Nick Frost: My Doctor Who was Tom Baker. That was my guy. I don’t know, I fell out of it for a while. And then Matt Smith relit my imagination for it.
Moderator: What kind of comedy were you into growing up?
Nick Frost: I remember watching, I think were The Young Ones with my mum and dad. I was about 10. That was the one thing I was allowed to stay up for. My bedtime was like 8:00 at night. It was on about 9:30, and it was the first thing really, that my mum and dad and me would sit together and laugh at a TV show.
Moderator: Moving on in your career, we get to a little movie called Shaun of the Dead. I heard it was influenced by an episode of Spaced. Wasn’t there a zombie episode?
Nick Frost: We always wanted to make a zombie film. We had so much fun shooting that episode.
Nick Frost: It was tough it was really tough. I don’t know if you know this, but it rains a lot. So everything we had to shoot was outside. We never had enough time. I don’t know, it was a step up from doing a TV show
Moderator: Did it feel like things exploded after that?
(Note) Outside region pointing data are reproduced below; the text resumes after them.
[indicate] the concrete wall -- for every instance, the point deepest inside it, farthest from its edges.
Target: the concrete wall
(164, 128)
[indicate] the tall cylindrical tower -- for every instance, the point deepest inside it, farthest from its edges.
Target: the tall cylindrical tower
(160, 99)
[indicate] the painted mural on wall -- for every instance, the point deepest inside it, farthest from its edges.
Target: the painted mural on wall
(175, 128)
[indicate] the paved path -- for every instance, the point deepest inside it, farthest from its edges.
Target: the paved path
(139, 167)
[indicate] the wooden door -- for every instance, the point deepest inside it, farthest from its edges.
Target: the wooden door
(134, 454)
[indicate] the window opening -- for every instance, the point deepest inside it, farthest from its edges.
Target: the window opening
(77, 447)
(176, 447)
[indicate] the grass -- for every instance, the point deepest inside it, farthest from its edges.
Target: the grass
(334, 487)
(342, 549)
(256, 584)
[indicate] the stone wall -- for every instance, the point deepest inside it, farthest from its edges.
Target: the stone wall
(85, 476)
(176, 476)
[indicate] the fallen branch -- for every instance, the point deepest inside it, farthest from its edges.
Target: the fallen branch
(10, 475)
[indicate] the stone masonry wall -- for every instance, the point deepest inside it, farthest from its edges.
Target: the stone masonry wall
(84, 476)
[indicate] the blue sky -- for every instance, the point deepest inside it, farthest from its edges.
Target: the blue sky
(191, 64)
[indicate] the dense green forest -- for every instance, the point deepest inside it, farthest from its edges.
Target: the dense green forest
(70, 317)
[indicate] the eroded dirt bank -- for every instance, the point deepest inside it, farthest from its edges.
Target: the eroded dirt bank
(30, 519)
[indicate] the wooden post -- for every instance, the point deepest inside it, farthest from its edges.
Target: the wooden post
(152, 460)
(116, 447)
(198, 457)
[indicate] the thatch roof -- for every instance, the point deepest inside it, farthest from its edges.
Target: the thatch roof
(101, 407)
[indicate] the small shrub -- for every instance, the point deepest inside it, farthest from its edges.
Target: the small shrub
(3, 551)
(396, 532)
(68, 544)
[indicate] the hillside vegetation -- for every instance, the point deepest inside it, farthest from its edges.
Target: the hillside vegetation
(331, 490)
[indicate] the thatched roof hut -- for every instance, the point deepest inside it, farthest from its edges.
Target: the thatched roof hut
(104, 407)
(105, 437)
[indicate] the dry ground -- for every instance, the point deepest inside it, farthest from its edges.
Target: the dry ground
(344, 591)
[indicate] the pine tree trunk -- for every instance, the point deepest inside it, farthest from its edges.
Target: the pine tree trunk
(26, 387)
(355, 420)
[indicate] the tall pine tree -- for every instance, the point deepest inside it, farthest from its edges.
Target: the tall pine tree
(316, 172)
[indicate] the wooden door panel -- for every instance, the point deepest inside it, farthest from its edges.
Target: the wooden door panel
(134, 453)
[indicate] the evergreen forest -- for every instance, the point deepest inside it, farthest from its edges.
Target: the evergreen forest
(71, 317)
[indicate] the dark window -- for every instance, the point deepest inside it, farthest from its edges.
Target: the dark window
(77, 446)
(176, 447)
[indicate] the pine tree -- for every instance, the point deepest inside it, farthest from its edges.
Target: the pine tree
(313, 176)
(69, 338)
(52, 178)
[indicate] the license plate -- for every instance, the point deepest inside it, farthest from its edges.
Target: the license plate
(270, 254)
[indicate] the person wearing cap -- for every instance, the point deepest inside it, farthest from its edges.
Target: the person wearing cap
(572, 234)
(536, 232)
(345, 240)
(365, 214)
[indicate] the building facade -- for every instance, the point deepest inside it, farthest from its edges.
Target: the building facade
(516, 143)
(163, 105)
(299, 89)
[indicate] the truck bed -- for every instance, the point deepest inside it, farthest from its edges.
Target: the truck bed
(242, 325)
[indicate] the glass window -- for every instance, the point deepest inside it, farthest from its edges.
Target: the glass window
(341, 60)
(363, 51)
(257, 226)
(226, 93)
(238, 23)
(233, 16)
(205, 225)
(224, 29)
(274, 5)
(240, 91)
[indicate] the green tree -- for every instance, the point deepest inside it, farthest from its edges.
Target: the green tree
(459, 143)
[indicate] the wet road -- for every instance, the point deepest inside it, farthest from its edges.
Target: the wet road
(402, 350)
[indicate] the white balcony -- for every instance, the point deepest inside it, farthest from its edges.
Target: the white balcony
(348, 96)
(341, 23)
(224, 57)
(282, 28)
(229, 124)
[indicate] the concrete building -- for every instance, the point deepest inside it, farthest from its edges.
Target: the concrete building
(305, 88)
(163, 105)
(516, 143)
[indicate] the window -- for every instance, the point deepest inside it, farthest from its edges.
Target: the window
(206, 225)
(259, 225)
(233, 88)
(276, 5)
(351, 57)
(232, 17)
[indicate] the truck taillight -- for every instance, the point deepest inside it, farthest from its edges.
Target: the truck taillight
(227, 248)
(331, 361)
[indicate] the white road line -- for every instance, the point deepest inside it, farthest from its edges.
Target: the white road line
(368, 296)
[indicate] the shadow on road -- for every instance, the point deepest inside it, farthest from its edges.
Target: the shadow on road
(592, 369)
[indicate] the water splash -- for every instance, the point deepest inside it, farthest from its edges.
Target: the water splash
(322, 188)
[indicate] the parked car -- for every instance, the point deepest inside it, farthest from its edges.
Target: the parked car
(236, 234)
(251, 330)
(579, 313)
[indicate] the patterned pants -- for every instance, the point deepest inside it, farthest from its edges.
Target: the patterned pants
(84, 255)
Nick Frost: Yeah, yeah. It’s different when you are there, because you’re working from job to job trying to pay your mortgage, so you don’t feel like, ‘Yeah!!’ We did a press tour for Shaun of the Dead with like 22 U.S. cities in 25 days, and people like it. We did exactly the same thing for Hot Fuzz, 26 cities in 31 days.
Frost went on to say how the reception between the two movies was vastly different, and that he could tell by the second one how much people really loved Shaun of the Dead.
The fans jumped into the fray, pairing up with the moderator to uncover such tidbits like:
– Frost and Simon Pegg wrestled to the point of breaking a bed and almost severing Frost’s thumb.
– Cake flushing (American toilets are powerful).
– Loves being part of conventions and the “mishmash” of genres.
– Edgar Wright plans every single minute of the movies in his mind.
– The three movies (of the Three Flavours Cornetto Trilogy — Shaun of the Dead, Hot Fuzz, and At World’s End) are sequels in terms of tone, not sequence.